That breath hitched in her throat and her brain stopped functioning when she saw Aristotle emerge from his own office, resplendent in a traditional tuxedo. The black made him look even darker, and very dangerous. Lucy fought back the wave of awareness, her hands gripping her bag.
He looked up from adjusting his cufflinks then, and the snowy perfection of his shirt made the green of his eyes pop out. He ran quick eyes over Lucy, making her squirm inwardly before quirking a brow and saying mockingly, ‘Well, if you’re trying to fade into the background it’s already working.’
Lucy swallowed past a dry throat. ‘I’m your assistant, not your date.’

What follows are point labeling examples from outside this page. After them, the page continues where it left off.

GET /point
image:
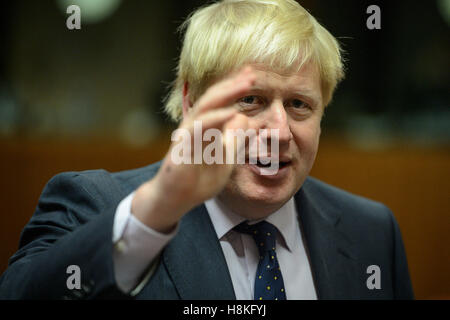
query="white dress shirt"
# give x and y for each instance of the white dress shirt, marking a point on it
(136, 246)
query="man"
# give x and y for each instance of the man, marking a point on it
(222, 231)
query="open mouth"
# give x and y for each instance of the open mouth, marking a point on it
(280, 164)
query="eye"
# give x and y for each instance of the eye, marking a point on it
(250, 100)
(299, 104)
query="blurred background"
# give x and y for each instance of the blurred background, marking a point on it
(91, 98)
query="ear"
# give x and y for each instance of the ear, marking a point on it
(186, 101)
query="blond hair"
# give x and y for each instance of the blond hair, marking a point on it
(225, 35)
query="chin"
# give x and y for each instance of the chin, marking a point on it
(266, 194)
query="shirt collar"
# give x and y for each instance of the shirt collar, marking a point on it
(224, 220)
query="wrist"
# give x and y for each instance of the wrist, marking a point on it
(155, 207)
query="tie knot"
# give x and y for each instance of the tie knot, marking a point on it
(264, 234)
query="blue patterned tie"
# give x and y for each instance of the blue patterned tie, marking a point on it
(269, 283)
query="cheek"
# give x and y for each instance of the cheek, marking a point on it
(306, 137)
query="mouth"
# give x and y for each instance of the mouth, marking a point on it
(270, 168)
(269, 164)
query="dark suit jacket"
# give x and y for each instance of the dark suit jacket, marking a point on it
(73, 225)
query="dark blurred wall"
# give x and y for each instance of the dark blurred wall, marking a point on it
(91, 98)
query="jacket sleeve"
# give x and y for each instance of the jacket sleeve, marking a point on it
(72, 225)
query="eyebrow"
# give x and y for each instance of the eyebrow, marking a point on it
(304, 93)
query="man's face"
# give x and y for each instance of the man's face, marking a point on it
(293, 104)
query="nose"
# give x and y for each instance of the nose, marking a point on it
(277, 118)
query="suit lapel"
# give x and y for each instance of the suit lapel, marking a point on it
(195, 260)
(333, 263)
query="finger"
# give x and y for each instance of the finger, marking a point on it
(217, 118)
(226, 91)
(234, 144)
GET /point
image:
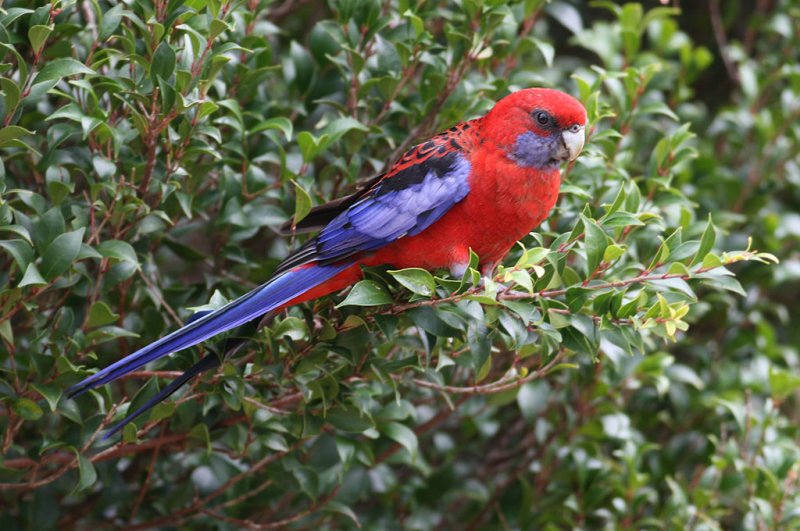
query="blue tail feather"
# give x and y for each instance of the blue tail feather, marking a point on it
(210, 361)
(261, 300)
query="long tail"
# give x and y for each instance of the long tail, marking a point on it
(272, 295)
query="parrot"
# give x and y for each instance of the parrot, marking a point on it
(481, 185)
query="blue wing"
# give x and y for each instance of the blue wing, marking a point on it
(403, 203)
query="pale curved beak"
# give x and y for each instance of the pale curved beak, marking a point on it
(573, 142)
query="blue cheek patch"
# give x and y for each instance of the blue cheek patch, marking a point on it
(534, 151)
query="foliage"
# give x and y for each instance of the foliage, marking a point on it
(613, 372)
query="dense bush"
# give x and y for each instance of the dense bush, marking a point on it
(613, 373)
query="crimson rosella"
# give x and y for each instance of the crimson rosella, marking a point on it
(480, 185)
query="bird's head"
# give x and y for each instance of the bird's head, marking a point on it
(537, 128)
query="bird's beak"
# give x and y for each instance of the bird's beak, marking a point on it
(573, 142)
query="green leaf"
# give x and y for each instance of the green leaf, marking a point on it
(349, 419)
(416, 280)
(20, 250)
(12, 132)
(27, 409)
(51, 393)
(706, 242)
(783, 383)
(366, 293)
(110, 22)
(87, 473)
(60, 254)
(163, 64)
(32, 277)
(596, 243)
(280, 123)
(11, 94)
(100, 314)
(118, 250)
(302, 203)
(60, 68)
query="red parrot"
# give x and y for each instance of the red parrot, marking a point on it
(482, 184)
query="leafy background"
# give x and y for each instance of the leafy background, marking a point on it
(613, 373)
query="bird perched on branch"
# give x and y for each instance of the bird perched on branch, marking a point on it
(480, 185)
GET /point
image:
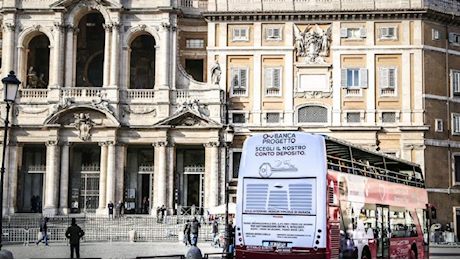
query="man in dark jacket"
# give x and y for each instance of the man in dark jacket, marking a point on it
(194, 229)
(74, 233)
(44, 230)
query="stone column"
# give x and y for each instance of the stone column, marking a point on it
(51, 179)
(212, 163)
(64, 200)
(171, 177)
(69, 61)
(160, 176)
(111, 173)
(8, 48)
(103, 182)
(57, 55)
(164, 56)
(115, 66)
(15, 153)
(108, 30)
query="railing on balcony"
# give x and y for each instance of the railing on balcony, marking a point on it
(91, 168)
(147, 168)
(139, 94)
(36, 169)
(33, 93)
(83, 92)
(194, 169)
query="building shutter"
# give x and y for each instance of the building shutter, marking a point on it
(392, 74)
(343, 78)
(363, 32)
(363, 78)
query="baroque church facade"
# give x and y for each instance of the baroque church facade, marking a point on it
(129, 99)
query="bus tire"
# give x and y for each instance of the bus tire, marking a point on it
(366, 254)
(413, 252)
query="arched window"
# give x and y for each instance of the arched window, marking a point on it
(312, 114)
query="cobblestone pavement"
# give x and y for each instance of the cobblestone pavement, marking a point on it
(116, 250)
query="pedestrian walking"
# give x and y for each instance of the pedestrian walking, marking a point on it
(74, 233)
(194, 230)
(187, 233)
(120, 209)
(44, 230)
(110, 206)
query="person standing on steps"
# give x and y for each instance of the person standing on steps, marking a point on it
(74, 233)
(44, 230)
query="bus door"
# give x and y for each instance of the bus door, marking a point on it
(383, 231)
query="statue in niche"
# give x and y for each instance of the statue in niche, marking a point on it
(33, 81)
(216, 72)
(313, 46)
(84, 124)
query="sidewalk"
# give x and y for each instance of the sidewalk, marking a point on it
(116, 250)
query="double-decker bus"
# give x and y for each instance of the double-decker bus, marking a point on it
(312, 196)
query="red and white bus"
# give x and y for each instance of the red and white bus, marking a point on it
(312, 196)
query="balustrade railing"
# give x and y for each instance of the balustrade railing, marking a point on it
(190, 169)
(83, 92)
(146, 168)
(33, 93)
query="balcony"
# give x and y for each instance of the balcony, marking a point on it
(83, 93)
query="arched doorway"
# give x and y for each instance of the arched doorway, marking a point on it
(142, 64)
(38, 62)
(90, 51)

More’s the pity, Aristotle surprised himself with thinking as he took her in, just a few feet away. Although not in that dress. It was basically a sack: a black sack covering her from neck to toe. It might as well have been a burkha for all he could see of her body, and he knew with a hunger that had been growing day by day and minute by minute that he very much wanted to see her body showcased in something much more revealing and tight. Like that skirt which had assumed mythic proportions in his fantasies. He beat back an intense surge of desire, in spite of the awful dress, and noted the hectic flush on her cheeks, the wary glitter of her eyes.

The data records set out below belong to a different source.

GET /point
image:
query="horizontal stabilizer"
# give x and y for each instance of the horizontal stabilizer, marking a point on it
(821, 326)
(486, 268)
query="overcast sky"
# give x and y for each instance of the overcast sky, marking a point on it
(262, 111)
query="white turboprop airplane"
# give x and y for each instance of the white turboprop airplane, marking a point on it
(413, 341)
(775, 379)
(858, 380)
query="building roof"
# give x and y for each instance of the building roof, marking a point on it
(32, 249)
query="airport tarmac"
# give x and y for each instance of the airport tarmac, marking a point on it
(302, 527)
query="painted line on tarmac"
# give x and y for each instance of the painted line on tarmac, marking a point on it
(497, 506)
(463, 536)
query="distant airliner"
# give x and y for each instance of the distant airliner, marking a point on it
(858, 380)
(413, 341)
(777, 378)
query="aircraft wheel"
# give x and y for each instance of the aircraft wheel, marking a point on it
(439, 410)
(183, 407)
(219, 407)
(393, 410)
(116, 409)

She was intriguing him more and more—not only with her luscious curves, but in the way she reacted to him, his spikily quick responses. Every expression was an open book as it crossed her face. She wasn’t afraid of him, and that was heady in itself. That she didn’t approve of him was glaringly obvious, and it was a novel sensation to have that from a woman.
Aristotle was looking at her far too assessingly. Lucy’s belly quivered in response and she told herself sternly that she wasn’t responding to him; she was just responding to the charisma of the man.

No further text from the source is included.